Jonathan Tarbox , Taira Lanagan Bermudez , in Treating Feeding Challenges in Autism, 2017
8.3.2.2 Programing for Maintenance
Many of the same procedures that are useful for programing for generalization are also useful for programing for maintenance because maintenance can actually be thought about as a special kind of generalization: generalization across time. We will not repeat our recommendations regarding generalization here, but we encourage you to look over the generalization procedures described in that section when programing for maintenance. Two other variables are also worth considering: (1) reinforcement history and (2) intermittent reinforcement.
Research from the behavioral momentum literature suggests that behaviors that have earned more reinforcement in the past are more resistant to change than behaviors that have earned less reinforcement (Nevin & Shahan, 2011). Although most of this research has been basic laboratory research, it has important applied implications. What it suggests is that it may be very important to make sure that the desirable behavior change that you have produced has received a lengthy and rich history of reinforcement before fading treatment out and hoping that it maintains. So, all other things being equal, more successful treatment meals containing rich reinforcement for varied and flexible eating are better than fewer, before considering when to fade out your intervention.
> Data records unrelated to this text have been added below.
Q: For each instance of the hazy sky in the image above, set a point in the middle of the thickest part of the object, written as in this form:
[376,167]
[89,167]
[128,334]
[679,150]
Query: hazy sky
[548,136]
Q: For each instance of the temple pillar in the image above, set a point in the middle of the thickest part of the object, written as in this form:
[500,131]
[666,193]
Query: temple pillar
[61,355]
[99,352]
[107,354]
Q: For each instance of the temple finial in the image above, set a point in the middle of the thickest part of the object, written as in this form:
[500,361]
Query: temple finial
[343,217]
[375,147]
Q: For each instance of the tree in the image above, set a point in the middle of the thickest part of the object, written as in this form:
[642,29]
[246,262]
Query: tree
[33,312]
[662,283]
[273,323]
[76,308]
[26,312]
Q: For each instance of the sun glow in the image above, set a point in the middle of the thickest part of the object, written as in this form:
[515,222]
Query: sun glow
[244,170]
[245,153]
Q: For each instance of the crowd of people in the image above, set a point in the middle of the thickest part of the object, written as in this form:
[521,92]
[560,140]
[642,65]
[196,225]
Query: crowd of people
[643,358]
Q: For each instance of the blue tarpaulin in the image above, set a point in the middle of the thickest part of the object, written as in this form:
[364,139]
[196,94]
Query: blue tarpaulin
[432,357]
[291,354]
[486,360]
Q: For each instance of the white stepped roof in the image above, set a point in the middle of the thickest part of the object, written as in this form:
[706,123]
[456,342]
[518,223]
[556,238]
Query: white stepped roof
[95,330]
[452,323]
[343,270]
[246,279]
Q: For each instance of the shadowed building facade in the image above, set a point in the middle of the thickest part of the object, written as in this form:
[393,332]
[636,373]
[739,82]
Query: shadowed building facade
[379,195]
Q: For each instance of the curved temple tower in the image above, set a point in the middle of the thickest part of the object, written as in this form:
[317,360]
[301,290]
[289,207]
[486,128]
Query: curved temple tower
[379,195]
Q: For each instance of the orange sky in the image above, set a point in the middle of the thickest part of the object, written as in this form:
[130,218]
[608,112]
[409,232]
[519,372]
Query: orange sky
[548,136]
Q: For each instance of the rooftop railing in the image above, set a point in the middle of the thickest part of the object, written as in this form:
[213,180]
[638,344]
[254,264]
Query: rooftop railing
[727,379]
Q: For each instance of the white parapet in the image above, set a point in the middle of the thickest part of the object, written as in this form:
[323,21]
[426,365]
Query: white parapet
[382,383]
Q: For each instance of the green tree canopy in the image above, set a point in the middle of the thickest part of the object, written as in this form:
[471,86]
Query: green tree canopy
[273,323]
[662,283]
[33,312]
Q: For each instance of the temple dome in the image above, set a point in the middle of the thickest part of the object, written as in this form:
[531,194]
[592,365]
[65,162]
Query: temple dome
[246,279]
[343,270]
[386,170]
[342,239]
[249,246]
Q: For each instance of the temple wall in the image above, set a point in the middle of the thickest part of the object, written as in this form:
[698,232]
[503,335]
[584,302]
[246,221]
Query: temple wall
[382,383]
Intermittent reinforcement is a commonly used strategy to promote maintenance of behavior change. Earlier phases of treatment meals often reinforce every occurrence of eating nonpreferred foods, that is, they implement positive reinforcement on an FR1 schedule. This is an effective approach to intervention and it helps build the rich reinforcement history for eating that the behavioral momentum literature suggests is necessary. However, before expecting improved eating to maintain, you should consider thinning the reinforcement schedule. After FR1 positive reinforcement has been implemented for a substantial amount of time, you could transition to an FR2 schedule, where the client needs to eat two consecutive bites of nonpreferred food before earning a positive reinforcer. You could then thin the schedule of reinforcement to FR3, FR4, FR5, and so on, until you reach a leaner schedule. You may also choose to switch to a variable ratio (VR) schedule, where the exact number of bites required for reinforcement is unpredictable but averages around some specific number. For example, you might implement something along the lines of the following schedule: FR1, FR2, VR2, VR3, VR5, VR7, VR10, VR15, and then VR20. Such reinforcement schedules probably resemble reinforcement contingencies in the real world and they may be especially effective for encouraging maintenance. You can also use the same schedule-thinning strategy to gradually increase the number of nonpreferred bites required to be eaten until the meal is terminated (Fig. 8.1).
Regardless of how you choose to thin your reinforcement schedule, remember that you should only thin it further when the client's feeding is successful and stable at the current parameter. There are no strict rules for how to progress through schedule thinning. The faster you thin, the more likely the client is to be unsuccessful, and the slower you thin, the longer the process will take. The process should be governed by visual inspection of the data after every meal.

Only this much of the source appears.